Lo scorso 24 giugno, in occasione della prima edizione del convegno che si proponeva di indagare “l’altra faccia del food”, Valerio M. Visintin ha moderato un incontro dedicato a alla professione del critico gastronomico oggi tanto ambita, ma dai contorni spesso poco definiti. Scopriamo insieme le risposte alle domande più frequenti emerse dal dibattito
“La critica gastronomica, in Italia, non esiste”. Lapidario e caustico come suo solito, ha aperto così l’incontro dedicato allo “stato dell’arte” di questo mestiere Valerio M. Visintin, che del Corriere della Sera è, per l’appunto, il critico gastronomico. Il contesto era quello del Mare Culturale Urbano di Milano, che ha ospitato la giornata di incontri e dibattiti che va sotto il nome di Doof – L’altra faccia del food, iniziativa ideata dallo stesso Visintin. Protagonisti del confronto: Sara Bonamini del Gambero Rosso, Stefano Caffarri de Il Cucchiaio d’Argento e Luca Iaccarino de La Repubblica.
Critico per passione o per professione? Il quesito che apre la discussione ci porta dritti al cuore del problema. Oggi chiunque, dall’avvocato al medico al liceale, porta avanti – in modo più o meno concreto – il sogno di “scrivere di cucina”, ma ancora di più: anche nelle migliori testate, quasi per tradizione, a occuparsi di gastronomia sono spesso giornalisti che vengono dai settori più disparati. Spazio alla passione dunque, in un approccio che però mostra tutta la sua debolezza se paragonato ad esempio a quello che comunemente si adotta nei confronti della critica enologica: a parlare di vini sono chiamate solo personalità dall’autorevolezza conclamata. Forse qualcosa però sta cambiando, un esempio è quello del Gambero Rosso che richiede ai suoi collaboratori una formazione specifica, una competenza in ambito gastronomico da sviluppare anche attraverso master e quindi il praticantato all’interno della redazione.

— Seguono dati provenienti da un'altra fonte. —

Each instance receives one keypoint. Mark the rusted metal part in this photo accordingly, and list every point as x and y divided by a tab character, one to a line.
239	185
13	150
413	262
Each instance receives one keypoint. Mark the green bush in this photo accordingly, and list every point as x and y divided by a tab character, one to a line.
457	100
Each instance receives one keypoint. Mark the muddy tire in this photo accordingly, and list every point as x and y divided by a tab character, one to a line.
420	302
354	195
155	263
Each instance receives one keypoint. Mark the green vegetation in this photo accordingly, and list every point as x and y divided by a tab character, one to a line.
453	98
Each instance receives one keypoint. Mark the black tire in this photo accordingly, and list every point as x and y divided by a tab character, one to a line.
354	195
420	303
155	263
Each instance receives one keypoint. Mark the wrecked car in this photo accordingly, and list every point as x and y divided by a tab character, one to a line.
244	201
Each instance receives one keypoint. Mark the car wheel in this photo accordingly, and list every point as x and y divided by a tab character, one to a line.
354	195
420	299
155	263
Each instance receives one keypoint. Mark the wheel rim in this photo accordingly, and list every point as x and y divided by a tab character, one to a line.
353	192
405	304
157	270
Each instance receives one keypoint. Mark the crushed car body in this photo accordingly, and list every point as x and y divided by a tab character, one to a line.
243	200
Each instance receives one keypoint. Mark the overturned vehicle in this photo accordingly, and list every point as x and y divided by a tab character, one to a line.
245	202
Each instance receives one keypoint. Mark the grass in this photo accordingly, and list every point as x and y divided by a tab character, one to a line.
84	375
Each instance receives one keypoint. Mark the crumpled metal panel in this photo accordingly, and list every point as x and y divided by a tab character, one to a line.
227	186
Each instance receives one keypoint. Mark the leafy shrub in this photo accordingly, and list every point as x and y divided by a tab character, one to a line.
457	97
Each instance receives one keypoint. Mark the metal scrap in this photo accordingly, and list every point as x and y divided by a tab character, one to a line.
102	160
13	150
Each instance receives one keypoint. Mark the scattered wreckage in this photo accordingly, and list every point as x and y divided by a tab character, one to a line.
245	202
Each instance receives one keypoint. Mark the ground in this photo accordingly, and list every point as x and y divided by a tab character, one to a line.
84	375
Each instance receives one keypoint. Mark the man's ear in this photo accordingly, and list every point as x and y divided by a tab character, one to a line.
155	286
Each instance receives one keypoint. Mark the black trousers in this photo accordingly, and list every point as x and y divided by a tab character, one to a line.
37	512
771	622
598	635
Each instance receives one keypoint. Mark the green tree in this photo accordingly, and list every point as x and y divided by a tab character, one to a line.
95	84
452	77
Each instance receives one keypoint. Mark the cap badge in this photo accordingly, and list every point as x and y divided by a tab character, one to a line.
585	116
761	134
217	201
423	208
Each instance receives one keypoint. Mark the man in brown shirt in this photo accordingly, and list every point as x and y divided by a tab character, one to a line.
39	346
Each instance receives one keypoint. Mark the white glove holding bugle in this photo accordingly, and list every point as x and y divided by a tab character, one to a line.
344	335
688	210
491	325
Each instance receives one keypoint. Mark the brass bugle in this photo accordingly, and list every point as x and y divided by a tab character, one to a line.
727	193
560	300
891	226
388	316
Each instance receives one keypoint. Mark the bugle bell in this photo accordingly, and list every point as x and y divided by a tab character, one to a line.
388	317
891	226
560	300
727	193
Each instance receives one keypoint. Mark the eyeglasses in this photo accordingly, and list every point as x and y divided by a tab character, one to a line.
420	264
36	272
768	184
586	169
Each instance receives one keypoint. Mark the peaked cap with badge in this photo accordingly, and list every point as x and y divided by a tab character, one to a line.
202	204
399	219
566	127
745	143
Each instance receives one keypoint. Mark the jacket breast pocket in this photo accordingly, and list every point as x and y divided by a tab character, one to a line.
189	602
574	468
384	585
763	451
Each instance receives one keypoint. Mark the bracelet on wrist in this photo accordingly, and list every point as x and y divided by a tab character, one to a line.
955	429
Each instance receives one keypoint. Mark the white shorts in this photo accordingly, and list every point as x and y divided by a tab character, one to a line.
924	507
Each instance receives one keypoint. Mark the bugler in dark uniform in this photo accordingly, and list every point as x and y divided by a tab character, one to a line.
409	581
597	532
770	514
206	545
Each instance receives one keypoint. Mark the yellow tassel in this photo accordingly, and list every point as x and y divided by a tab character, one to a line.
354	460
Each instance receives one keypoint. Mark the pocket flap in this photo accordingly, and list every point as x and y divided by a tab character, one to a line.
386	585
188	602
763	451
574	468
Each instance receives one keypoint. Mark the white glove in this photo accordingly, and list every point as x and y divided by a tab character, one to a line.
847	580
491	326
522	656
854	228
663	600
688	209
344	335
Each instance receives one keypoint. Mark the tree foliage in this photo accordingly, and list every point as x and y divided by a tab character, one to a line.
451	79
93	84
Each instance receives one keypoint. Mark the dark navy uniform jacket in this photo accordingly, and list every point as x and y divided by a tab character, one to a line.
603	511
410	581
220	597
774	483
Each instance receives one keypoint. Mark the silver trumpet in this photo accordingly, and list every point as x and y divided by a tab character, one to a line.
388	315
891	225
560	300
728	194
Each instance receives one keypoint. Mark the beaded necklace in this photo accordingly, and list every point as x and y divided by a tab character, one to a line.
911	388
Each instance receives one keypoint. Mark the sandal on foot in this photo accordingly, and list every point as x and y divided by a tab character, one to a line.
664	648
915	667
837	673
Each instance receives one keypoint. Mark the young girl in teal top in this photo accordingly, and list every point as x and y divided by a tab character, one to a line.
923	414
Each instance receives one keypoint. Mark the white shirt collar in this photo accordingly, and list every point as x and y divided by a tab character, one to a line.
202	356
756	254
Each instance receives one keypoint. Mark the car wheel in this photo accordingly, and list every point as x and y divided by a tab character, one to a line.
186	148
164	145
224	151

Se di professione si deve parlare, però, dovrebbe essere previsto anche un giusto compenso, o per meglio dire un compenso adeguato a garantire al critico libertà di opinione. Un risultato difficile da ottenere, che si parli di editoria tradizionale o web. E questo implica che anche il professionista si trovi costretto a svolgere lavori paralleli, nella comunicazione o come consulente ad esempio, spesso in ambiti quantomeno affini a quello gastronomico, creando rapporti di lavoro e amicizie che possono metterlo in una posizione difficile nel momento di esprimere un giudizio. Da qui la battuta iniziale: se non c’è la possibilità di essere indipendenti nei giudizi, la critica gastronomica non esiste.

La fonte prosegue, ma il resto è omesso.